In Iowa, about 150 cases are being tested for swine flu, or H1N1, but so far no cases of the illness have been confirmed.
State health officials say those tests have been forwarded to the University Hygienic Laboratory in Iowa City.
Health department spokeswoman Polly Carver-Kimm says that if tests at the lab meet certain criteria, a case would be classified as probable and forwarded to the Centers for Disease Control and Prevention for confirmation.
One case is in the Waterloo area, where local health officials say a person showed up a a hospital or clinic Tuesday evening with symptoms that met the definition of the virus.

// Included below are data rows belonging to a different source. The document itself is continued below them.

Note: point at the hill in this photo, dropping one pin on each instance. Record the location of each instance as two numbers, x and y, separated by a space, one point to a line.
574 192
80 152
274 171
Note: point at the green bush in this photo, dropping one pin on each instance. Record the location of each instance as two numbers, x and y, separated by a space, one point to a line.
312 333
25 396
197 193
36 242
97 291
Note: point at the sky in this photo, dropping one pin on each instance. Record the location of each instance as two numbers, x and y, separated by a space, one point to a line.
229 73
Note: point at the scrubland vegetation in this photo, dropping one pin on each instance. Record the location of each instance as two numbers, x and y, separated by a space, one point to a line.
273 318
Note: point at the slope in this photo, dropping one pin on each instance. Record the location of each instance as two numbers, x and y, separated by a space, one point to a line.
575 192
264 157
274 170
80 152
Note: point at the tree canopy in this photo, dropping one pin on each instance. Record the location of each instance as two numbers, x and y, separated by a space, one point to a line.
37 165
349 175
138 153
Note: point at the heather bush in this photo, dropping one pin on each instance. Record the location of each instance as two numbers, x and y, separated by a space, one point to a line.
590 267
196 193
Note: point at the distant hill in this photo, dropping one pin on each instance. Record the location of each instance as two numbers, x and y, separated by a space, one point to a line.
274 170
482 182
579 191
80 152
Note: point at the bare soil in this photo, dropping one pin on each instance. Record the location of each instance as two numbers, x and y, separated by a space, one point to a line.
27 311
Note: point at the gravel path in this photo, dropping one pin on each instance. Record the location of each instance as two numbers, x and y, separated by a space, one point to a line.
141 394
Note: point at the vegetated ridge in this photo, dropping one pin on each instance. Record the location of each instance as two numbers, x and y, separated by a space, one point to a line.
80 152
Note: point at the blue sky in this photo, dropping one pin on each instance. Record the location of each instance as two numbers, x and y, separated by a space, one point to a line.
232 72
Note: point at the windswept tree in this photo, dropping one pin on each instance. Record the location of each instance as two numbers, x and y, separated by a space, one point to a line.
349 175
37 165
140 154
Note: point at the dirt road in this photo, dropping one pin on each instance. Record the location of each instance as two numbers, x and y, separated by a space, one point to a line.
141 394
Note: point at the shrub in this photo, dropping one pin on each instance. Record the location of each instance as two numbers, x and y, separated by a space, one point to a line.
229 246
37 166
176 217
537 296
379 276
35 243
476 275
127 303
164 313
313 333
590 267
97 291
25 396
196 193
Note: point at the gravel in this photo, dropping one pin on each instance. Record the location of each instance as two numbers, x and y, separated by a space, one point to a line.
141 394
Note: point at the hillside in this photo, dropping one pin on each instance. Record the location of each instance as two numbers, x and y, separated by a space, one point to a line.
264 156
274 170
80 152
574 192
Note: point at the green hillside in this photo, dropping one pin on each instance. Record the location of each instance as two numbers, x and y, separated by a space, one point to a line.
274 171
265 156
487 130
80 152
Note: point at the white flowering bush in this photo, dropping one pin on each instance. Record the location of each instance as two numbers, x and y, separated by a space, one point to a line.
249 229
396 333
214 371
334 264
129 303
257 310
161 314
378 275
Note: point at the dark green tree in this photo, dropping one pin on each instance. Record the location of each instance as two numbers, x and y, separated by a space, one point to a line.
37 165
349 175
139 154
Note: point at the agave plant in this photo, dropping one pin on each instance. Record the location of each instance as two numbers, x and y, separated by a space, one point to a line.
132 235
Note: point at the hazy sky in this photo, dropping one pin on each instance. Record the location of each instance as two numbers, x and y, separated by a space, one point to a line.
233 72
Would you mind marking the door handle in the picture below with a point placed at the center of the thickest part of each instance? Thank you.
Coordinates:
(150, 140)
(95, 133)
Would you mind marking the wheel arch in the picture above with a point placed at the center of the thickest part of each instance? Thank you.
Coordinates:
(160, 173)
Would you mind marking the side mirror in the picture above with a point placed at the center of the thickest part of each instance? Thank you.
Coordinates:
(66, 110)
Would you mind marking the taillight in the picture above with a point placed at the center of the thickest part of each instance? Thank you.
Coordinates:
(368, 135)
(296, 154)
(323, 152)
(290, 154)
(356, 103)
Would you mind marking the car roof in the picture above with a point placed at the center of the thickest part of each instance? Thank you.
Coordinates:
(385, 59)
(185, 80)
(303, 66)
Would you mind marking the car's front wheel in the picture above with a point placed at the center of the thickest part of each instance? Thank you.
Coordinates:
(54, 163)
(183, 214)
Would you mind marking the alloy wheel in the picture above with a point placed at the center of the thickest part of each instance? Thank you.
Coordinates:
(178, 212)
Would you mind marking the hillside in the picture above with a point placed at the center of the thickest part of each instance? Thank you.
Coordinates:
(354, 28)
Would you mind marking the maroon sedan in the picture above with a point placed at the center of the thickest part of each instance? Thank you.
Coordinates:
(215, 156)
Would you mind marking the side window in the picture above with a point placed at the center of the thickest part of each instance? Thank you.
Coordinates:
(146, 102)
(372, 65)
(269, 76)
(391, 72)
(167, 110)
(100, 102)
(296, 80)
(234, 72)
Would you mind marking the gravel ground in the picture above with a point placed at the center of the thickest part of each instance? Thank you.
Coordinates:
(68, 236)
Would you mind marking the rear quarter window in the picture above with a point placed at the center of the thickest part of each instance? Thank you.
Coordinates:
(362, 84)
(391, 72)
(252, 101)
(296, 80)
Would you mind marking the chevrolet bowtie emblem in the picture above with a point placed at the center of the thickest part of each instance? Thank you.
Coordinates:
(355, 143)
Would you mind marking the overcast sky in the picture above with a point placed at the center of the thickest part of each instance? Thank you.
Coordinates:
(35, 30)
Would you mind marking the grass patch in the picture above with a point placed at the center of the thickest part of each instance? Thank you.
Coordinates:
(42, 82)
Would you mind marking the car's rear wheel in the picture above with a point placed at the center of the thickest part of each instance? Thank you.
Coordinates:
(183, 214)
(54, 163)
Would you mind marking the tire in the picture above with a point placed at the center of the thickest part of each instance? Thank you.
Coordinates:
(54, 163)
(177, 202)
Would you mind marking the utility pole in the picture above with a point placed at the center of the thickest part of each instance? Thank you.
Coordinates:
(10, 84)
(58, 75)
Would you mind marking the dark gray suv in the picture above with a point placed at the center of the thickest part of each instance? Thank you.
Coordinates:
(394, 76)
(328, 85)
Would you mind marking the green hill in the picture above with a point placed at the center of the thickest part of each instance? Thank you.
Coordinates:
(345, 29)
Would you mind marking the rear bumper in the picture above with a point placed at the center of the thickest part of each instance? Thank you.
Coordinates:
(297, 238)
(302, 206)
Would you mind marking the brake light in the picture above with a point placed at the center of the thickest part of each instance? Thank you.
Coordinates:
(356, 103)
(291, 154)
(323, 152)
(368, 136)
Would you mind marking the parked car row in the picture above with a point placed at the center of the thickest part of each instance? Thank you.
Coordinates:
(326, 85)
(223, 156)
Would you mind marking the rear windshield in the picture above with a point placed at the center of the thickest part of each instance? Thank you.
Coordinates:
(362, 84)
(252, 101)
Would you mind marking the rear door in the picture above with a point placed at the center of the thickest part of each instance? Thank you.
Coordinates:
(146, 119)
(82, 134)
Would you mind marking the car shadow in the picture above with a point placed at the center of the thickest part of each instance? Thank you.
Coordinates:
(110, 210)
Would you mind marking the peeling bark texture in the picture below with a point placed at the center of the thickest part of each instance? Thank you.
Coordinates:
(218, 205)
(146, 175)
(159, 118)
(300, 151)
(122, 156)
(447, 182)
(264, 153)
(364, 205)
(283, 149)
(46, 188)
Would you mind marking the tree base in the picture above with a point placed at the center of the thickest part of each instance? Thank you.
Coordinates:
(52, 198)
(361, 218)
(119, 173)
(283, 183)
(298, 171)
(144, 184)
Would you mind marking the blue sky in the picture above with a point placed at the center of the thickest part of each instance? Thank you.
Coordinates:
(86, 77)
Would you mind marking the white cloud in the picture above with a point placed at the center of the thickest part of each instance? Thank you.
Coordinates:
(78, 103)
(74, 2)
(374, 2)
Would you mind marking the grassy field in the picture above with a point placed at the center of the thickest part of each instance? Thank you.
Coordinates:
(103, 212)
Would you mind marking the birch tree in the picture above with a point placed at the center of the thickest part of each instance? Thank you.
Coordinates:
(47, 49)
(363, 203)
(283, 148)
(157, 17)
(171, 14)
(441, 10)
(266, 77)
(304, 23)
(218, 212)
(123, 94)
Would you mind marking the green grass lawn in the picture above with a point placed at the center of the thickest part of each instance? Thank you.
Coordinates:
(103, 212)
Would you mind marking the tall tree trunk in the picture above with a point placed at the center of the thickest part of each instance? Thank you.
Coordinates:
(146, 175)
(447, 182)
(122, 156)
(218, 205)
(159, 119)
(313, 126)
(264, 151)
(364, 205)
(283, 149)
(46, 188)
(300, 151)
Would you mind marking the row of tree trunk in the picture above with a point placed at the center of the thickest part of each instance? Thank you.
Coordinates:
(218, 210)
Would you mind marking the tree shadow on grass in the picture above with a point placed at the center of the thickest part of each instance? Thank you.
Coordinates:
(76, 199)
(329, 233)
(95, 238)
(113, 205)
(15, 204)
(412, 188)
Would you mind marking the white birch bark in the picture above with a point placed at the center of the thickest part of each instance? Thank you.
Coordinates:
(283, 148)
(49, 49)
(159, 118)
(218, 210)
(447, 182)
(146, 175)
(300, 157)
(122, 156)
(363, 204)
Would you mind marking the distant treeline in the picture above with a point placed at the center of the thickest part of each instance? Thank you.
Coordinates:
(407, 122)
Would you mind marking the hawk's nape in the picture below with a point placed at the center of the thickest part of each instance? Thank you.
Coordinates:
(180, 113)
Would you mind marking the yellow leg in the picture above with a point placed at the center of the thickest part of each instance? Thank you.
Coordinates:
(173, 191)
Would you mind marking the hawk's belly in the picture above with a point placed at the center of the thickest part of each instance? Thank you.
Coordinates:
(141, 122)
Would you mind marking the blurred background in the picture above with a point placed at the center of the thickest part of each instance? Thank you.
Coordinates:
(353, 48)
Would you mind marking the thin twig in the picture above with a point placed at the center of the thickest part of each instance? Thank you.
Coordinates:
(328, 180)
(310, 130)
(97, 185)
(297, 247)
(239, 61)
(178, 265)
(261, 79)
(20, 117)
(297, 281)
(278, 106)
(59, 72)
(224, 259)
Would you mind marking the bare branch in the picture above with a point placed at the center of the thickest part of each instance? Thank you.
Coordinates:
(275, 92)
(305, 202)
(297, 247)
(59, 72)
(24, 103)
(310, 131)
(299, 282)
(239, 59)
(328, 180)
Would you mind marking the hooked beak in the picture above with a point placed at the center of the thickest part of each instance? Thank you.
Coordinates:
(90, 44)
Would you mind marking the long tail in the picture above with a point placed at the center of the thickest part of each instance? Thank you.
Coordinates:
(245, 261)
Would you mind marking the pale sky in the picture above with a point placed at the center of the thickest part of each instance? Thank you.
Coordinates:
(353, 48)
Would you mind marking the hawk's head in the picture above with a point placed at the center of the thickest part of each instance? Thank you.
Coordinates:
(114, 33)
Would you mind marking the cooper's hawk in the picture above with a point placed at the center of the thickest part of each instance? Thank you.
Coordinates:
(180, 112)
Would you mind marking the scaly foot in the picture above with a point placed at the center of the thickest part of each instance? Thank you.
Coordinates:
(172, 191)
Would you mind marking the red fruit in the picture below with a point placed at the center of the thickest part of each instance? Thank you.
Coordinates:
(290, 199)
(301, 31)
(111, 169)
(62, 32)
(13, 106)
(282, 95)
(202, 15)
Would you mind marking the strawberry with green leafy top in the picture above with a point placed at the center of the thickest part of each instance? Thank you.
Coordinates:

Meanwhile, the head of the Illinois Department of Public Health says the state has logged nine probable cases of the H1N1, or swine flu virus, all in northern Illinois.
Dr. Damon Arnold says five of the probable cases are in Chicago, while two are in Kane County and single cases are being reported in both Lake and DuPage counties.
The people diagnosed range in age from 2 to 57.
Arnold says all of the cases so far have been mild and nobody has been hospitalized.
Arnold appeared at a news conference Wednesday called in the wake of Chicago's decision to close an elementary school after one student there was found to have a probable case of swine flu.
Nearly 100 cases of swine flu, also known as H1N1, have been confirmed in 10 states.
A young child in Texas died from the illness, which has killed 159 in Mexico.